Home  >  Article  >  Technology peripherals  >  The super evolved version of Meta "Divide Everything" is here! IDEA leads the top domestic team to create: detect, segment, and generate everything, and grab 2k stars

The super evolved version of Meta "Divide Everything" is here! IDEA leads the top domestic team to create: detect, segment, and generate everything, and grab 2k stars

WBOY
WBOYforward
2023-04-13 14:40:031804browse

After Meta’s “divide everything” model came out, people in the industry have already exclaimed that CV does not exist.

Just one day after SAM was released, the domestic team created an evolved version "Grounded-SAM" based on this.

The super evolved version of Meta Divide Everything is here!
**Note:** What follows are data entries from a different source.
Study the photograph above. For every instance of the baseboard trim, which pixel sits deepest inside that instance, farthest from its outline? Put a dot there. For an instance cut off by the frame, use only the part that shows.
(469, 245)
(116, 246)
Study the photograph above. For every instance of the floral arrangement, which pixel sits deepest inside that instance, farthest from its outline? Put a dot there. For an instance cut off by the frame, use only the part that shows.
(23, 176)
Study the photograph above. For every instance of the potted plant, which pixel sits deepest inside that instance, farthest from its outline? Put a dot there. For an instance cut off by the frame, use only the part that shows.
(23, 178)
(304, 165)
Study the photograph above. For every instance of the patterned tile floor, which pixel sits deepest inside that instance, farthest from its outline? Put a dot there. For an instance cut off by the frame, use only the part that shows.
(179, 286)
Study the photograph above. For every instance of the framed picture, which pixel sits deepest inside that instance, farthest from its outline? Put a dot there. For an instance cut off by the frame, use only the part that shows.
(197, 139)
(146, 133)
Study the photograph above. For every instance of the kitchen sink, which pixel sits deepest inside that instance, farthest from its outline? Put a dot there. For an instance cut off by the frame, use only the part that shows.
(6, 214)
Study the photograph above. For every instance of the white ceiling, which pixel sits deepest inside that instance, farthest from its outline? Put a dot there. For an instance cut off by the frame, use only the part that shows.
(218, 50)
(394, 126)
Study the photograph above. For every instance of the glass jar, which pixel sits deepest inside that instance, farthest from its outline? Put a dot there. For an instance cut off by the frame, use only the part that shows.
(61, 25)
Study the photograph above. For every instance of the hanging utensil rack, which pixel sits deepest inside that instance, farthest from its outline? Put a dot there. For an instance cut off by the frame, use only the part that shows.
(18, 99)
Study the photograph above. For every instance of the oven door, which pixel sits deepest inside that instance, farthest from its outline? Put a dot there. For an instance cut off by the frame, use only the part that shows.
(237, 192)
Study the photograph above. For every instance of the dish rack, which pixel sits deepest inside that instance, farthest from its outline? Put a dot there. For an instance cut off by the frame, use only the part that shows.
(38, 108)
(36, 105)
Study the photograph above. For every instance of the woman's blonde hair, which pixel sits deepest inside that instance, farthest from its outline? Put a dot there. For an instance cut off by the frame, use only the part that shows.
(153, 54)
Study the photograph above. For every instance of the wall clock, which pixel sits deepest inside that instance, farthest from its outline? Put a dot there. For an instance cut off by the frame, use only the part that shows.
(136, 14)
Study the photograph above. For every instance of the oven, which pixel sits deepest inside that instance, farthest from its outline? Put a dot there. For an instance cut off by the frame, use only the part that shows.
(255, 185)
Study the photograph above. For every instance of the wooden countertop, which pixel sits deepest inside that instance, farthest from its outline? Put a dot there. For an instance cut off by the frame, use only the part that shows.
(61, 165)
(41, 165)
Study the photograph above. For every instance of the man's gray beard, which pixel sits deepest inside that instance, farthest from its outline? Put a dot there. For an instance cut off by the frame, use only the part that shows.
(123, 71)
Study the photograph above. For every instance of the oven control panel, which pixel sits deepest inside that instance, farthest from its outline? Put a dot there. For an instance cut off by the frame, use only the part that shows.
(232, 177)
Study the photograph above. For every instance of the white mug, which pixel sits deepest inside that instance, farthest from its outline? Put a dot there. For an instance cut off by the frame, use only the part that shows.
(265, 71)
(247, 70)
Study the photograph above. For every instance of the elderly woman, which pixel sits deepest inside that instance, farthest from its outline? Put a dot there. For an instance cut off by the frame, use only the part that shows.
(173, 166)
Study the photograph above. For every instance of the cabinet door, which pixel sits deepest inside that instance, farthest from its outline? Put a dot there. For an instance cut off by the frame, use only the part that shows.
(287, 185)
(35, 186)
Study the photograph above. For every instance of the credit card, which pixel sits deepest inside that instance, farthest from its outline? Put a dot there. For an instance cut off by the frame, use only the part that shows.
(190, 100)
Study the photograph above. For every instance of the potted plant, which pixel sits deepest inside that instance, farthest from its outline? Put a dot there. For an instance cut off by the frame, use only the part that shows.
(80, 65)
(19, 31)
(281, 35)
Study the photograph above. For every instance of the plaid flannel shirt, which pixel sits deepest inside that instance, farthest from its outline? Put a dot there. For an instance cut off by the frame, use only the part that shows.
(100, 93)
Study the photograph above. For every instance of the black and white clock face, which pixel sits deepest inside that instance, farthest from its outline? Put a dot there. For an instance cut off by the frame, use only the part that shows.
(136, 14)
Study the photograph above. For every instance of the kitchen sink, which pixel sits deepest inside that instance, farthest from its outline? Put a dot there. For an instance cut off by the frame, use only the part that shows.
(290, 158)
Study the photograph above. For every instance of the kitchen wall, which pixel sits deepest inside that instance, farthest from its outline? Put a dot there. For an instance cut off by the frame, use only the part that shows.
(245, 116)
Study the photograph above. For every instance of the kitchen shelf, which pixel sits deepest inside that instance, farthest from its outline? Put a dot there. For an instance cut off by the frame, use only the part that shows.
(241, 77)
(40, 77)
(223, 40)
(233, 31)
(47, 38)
IDEA leads the top domestic team to create: detect, segment, and generate everything, and grab 2k stars

Note: The project logo was made by the team using Midjourney for an hour

Grounded-SAM integrates SAM with BLIP and Stable Diffusion, integrating the three capabilities of image "segmentation", "detection" and "generation" into one, becoming the most powerful Zero-Shot visual application.

Netizens expressed that it was too curly!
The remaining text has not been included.